The Panama Canal celebrated its 25th anniversary under Panamanian hands this Tuesday in a solemn ceremony in which the late former US President Jimmy Carter was remembered and Donald Trump’s threats to take back the interoceanic waterway were ignored. Panamanian President José Raúl Mulino and hundreds of guests attended the ceremony in the garden of the Panama Canal Authority (ACP) headquarters, near the canal, including former President Mireya Moscoso, who symbolically received the canal from Carter on December 31, 1999.

In a speech, Mulino said he felt joy for the 25 years of Panamanian sovereignty over the Canal but added that “a sadness […] invades us for the death of Jimmy Carter,” who passed away on Sunday at the age of 100. A minute of silence was observed at the ceremony in memory of Carter.

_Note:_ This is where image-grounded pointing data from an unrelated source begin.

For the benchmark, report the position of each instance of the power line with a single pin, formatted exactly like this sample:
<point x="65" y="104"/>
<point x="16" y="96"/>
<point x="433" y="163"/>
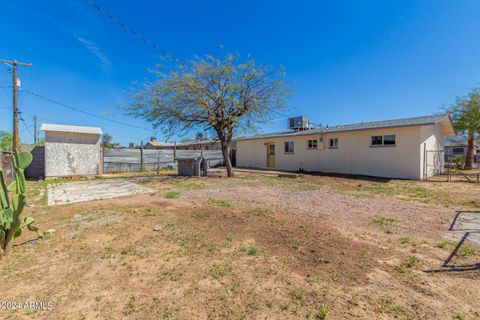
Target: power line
<point x="24" y="123"/>
<point x="136" y="34"/>
<point x="82" y="111"/>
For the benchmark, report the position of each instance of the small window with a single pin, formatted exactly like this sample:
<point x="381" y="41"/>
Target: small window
<point x="312" y="144"/>
<point x="334" y="143"/>
<point x="377" y="140"/>
<point x="389" y="139"/>
<point x="457" y="151"/>
<point x="271" y="149"/>
<point x="386" y="140"/>
<point x="288" y="146"/>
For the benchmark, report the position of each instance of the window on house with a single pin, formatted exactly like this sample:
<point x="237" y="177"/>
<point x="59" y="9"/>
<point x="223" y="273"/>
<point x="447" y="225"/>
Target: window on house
<point x="389" y="139"/>
<point x="288" y="146"/>
<point x="312" y="144"/>
<point x="377" y="140"/>
<point x="271" y="149"/>
<point x="386" y="140"/>
<point x="333" y="143"/>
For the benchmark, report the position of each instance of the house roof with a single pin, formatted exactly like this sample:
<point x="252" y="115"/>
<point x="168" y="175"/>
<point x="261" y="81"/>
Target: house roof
<point x="404" y="122"/>
<point x="71" y="129"/>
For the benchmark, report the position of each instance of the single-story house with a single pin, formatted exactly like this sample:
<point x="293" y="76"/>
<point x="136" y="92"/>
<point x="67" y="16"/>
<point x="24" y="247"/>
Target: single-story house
<point x="72" y="150"/>
<point x="410" y="148"/>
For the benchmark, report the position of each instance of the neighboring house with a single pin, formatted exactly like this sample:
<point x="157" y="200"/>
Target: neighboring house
<point x="409" y="148"/>
<point x="72" y="150"/>
<point x="457" y="146"/>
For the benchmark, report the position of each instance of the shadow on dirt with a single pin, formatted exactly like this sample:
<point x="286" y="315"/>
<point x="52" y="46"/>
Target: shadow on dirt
<point x="471" y="230"/>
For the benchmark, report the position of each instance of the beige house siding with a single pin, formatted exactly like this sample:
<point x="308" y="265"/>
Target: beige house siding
<point x="355" y="154"/>
<point x="432" y="146"/>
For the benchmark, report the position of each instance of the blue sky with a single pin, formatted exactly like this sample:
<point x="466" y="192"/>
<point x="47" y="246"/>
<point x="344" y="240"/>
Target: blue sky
<point x="349" y="61"/>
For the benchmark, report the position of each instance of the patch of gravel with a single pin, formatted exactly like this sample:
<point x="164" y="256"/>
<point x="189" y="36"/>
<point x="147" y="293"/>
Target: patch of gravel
<point x="91" y="220"/>
<point x="343" y="209"/>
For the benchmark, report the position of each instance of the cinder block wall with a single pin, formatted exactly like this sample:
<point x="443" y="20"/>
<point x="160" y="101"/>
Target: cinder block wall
<point x="36" y="169"/>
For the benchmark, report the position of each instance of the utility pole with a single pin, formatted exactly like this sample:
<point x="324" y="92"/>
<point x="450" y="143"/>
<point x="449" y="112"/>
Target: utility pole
<point x="14" y="64"/>
<point x="35" y="129"/>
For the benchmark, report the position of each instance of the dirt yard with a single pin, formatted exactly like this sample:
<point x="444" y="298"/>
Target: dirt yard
<point x="253" y="247"/>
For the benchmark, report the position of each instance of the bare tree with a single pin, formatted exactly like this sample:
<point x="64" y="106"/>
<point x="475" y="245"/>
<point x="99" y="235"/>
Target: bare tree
<point x="225" y="94"/>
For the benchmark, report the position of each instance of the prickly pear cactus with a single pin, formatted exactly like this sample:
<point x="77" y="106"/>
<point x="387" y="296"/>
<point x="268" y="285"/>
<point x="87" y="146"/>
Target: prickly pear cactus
<point x="12" y="202"/>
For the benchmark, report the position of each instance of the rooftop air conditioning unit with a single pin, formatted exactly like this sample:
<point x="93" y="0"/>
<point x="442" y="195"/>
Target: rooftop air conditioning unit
<point x="199" y="136"/>
<point x="298" y="123"/>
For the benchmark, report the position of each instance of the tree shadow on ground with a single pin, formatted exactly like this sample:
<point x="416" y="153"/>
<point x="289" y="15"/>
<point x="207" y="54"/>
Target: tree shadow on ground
<point x="447" y="265"/>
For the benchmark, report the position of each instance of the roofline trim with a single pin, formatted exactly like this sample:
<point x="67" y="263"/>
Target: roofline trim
<point x="304" y="133"/>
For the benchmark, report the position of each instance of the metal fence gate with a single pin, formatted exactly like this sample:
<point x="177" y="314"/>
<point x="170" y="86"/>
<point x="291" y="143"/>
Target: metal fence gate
<point x="126" y="160"/>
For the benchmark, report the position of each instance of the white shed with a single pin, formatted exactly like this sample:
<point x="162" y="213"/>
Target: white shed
<point x="410" y="148"/>
<point x="72" y="150"/>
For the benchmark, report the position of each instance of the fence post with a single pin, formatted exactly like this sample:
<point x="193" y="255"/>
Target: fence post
<point x="141" y="157"/>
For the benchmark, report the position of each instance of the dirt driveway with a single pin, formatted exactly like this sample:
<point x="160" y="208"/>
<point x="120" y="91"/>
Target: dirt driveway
<point x="253" y="247"/>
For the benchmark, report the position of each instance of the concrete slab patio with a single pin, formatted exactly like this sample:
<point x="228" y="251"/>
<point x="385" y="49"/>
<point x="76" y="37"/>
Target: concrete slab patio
<point x="465" y="225"/>
<point x="71" y="192"/>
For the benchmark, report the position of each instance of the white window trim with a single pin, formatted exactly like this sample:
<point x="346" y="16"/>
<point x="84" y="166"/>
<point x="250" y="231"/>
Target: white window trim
<point x="289" y="152"/>
<point x="312" y="148"/>
<point x="332" y="147"/>
<point x="383" y="145"/>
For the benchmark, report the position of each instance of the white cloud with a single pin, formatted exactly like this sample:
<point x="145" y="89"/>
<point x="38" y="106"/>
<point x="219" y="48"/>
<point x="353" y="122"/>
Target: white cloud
<point x="95" y="50"/>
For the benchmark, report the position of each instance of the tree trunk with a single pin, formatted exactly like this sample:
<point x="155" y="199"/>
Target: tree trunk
<point x="469" y="156"/>
<point x="226" y="157"/>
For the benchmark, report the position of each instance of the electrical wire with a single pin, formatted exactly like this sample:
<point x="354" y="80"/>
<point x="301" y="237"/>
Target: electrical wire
<point x="163" y="53"/>
<point x="82" y="111"/>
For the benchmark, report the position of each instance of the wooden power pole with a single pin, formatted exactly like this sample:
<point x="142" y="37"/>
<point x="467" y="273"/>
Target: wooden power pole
<point x="14" y="63"/>
<point x="35" y="129"/>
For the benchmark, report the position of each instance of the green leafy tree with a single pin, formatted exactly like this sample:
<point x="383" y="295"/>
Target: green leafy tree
<point x="5" y="141"/>
<point x="466" y="118"/>
<point x="224" y="94"/>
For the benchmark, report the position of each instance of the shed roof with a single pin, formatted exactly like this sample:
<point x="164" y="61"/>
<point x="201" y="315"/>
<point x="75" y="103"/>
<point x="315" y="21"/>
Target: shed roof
<point x="404" y="122"/>
<point x="72" y="129"/>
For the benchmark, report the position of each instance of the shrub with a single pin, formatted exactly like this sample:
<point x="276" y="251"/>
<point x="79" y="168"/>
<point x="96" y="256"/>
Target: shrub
<point x="11" y="221"/>
<point x="322" y="312"/>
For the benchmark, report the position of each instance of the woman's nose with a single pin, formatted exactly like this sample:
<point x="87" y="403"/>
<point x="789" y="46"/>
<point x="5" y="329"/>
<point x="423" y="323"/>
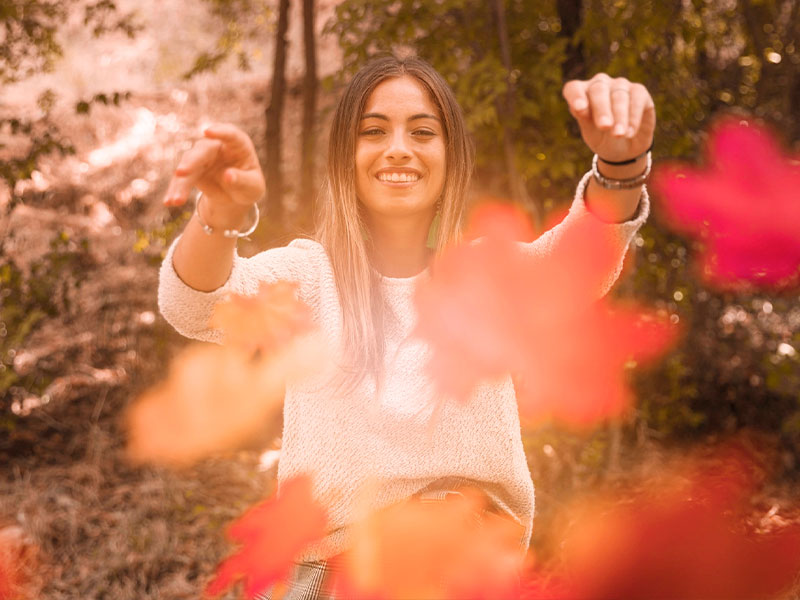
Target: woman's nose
<point x="398" y="146"/>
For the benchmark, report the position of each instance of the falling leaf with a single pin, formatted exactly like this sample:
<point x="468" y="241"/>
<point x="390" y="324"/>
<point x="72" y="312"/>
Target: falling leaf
<point x="272" y="534"/>
<point x="682" y="535"/>
<point x="214" y="399"/>
<point x="491" y="308"/>
<point x="442" y="549"/>
<point x="577" y="370"/>
<point x="744" y="206"/>
<point x="18" y="559"/>
<point x="266" y="321"/>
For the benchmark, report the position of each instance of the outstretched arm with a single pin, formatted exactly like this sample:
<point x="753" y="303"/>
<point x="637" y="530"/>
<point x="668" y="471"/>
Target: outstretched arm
<point x="224" y="167"/>
<point x="617" y="121"/>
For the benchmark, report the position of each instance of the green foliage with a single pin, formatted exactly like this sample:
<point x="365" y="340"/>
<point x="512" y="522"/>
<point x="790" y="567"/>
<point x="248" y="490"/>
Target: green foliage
<point x="26" y="298"/>
<point x="243" y="20"/>
<point x="30" y="45"/>
<point x="154" y="241"/>
<point x="29" y="37"/>
<point x="84" y="106"/>
<point x="697" y="58"/>
<point x="43" y="137"/>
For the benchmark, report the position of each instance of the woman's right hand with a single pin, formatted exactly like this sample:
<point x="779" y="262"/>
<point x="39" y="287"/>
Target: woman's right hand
<point x="224" y="166"/>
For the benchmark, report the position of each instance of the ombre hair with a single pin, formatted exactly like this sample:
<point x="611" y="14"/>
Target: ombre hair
<point x="340" y="223"/>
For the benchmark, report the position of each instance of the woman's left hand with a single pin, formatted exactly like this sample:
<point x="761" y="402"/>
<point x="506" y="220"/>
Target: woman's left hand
<point x="617" y="117"/>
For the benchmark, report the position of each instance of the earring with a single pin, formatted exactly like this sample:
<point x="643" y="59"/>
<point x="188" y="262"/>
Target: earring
<point x="433" y="231"/>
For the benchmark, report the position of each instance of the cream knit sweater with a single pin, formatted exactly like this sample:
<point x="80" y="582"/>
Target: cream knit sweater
<point x="345" y="442"/>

Carter and Panamanian nationalist leader Omar Torrijos signed the canal handover treaties in Washington in 1977. “With the signing of the Torrijos-Carter treaties, we Panamanians committed ourselves as a nation to the safe operation of the canal, open to peaceful transit for ships of all nations, in times of peace or war, and without any discrimination,” said the head of the ACP, Ricaurte Vásquez.

“For 25 years, Panamanians and their canal have delivered!” he added in his speech. The 80-kilometer canal, built by the United States, was inaugurated in 1914. To protect it, Washington established an enclave where the American flag flew and had its own military bases, police and justice system.

Neither Mulino nor the other speakers mentioned Trump’s threats in their speeches. The US President-elect said his country should “take back control” of the canal due to the “ridiculous fees” that Panama charges to pass through it.

Tuesday’s ceremony also honored some twenty Panamanians killed in 1964 after students tried to raise a national flag in the former Canal Zone, the US enclave created to protect the waterway that connects the Pacific Ocean with the Atlantic.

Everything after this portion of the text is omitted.